Yesterday I assembled a new ZFS array. It’s a 7x 1TB SATA RAID-Z1 array. Having to replace a failed drive within the first hour of the array’s life, I decided adding a hot spare would be a good idea. After installing it in the server (hotplugging) I checked with dmesg that it was detected as drive /dev/sdi. After adding the drive with zpool add tank spare sdi and running zpool status tank, everything looked right as rain.

After rebooting the machine, I once again checked the output of zpool status tank and was told that the entire array was unavailable! One drive, /dev/sdb was unavailable, and the other 7 had “corrupt metadata”. I was shocked by what I was seeing but I was pretty sure of the cause. To test my hunch I shutdown the system, removed the spare from the machine, started it back up, and removed the spare from the pool by running zpool remove tank /dev/sdi. (You can’t use the shorthand zpool remove tank sdi here. Because /dev/sdi doesn’t actually exist, you have to be explicit in the drive to remove.) After removing the spare, everything worked as before and no data errors were generated.

The problem arose from the fact that the drive was being detected by the kernel before the others. This caused the new drive to be sdb, what used to be drive sdb to become sdc, and so on down the line. Since every drive was the wrong letter, all the metadata on each drive was technically incorrect. The question becomes, how do we fix this and avoid it in the future?

The answer is quite simple. Anyone familiar with Linux, UNIX, BSD or any other form of *NIX would know that there is a folder of symlinks in /dev/disk/ which are named using properties of the disks themselves. Of note is /dev/disk/by-id/ which uses the drive’s model and serial number. The trick to to specify those in the command when creating the array and adding spares. That doesn’t help my situation though. I already have an array that uses the standard /dev/sdX nomenclature. This is where the wonder of ZFS comes in.

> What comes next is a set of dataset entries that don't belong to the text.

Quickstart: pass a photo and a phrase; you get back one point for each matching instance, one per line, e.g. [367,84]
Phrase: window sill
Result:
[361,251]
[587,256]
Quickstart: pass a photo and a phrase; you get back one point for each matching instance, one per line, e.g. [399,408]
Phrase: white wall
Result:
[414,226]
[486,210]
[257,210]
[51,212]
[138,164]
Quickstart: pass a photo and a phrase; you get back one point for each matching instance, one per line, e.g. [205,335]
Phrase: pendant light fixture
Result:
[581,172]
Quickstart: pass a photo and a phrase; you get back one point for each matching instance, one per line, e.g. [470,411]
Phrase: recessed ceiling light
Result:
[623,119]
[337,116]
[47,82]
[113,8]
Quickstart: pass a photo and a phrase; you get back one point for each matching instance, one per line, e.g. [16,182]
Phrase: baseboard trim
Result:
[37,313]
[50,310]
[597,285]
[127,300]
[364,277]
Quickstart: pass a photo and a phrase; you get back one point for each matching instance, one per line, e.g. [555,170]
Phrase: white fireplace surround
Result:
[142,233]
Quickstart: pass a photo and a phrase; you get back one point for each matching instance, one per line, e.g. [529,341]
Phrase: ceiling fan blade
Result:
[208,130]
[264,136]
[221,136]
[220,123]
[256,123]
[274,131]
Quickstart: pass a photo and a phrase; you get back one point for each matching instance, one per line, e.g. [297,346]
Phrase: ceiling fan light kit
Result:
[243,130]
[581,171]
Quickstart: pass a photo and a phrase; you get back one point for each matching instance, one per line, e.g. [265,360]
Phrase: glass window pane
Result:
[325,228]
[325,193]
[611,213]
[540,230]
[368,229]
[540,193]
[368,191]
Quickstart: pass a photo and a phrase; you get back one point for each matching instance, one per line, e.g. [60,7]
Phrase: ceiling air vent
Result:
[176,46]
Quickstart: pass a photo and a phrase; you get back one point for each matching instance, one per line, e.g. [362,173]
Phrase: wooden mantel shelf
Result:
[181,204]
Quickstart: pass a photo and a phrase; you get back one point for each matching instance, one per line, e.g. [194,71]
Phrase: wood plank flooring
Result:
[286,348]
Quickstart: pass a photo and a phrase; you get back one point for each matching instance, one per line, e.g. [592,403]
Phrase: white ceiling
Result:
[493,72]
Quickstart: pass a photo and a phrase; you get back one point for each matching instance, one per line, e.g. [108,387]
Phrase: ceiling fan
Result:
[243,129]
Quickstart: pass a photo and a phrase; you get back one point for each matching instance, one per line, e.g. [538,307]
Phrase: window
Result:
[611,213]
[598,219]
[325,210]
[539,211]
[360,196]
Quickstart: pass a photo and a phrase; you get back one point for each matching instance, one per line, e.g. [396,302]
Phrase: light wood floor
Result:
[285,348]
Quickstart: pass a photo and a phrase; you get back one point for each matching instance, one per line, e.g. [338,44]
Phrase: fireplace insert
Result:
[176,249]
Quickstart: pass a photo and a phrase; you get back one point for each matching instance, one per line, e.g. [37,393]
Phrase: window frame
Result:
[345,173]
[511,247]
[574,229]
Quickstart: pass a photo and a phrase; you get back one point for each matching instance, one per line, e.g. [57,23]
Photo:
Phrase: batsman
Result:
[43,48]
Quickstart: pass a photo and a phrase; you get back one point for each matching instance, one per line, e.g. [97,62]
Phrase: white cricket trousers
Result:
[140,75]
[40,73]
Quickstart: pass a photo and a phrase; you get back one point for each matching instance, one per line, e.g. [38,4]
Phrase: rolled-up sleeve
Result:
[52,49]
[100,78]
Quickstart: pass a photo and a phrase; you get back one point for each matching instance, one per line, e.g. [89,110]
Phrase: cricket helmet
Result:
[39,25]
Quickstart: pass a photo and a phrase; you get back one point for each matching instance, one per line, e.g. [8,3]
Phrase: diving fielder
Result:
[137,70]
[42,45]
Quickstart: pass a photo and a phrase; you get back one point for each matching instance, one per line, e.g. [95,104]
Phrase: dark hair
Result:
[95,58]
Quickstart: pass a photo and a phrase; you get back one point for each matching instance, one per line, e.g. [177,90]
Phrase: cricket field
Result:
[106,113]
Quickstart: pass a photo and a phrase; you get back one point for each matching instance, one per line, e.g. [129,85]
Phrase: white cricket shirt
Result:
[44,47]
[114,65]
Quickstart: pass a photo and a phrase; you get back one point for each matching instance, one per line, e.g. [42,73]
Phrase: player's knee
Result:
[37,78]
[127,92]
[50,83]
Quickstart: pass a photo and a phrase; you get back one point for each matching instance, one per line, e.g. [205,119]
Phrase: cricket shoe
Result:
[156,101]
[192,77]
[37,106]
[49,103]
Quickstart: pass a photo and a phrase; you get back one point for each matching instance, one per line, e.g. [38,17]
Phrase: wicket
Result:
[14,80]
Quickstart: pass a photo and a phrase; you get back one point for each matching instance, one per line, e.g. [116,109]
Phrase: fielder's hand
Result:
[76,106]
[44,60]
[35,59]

ZFS has the ability to export and import storage pools so that they can be moved from server to server. One thing to note is that the drive names are not expected to remain the same during such a move. Aha! We just need to export the pool using zpool export tank and then reimport the pool using zpool import tank -d /dev/disk/by-id/. The -d flag is used to tell ZFS to look for drives in the specified directory instead of /dev/. This will rebuild the array using the new drive identifiers, which can be seen by running zpool status tank. Now no matter what order the drives are loaded in, those links never change. Try it yourself: unplug and rearrange all your SATA cables and nothing will break. Now to get back to installing my hot spare, I just ran zpool add tank spare /dev/disk/by-id/some-long-name-i-dont-remember. After that I just added the hdparm -S 150 /dev/disk/by-id/some-long-name-i-dont-remember rule to /etc/rc.local to spin down the disk and that was it.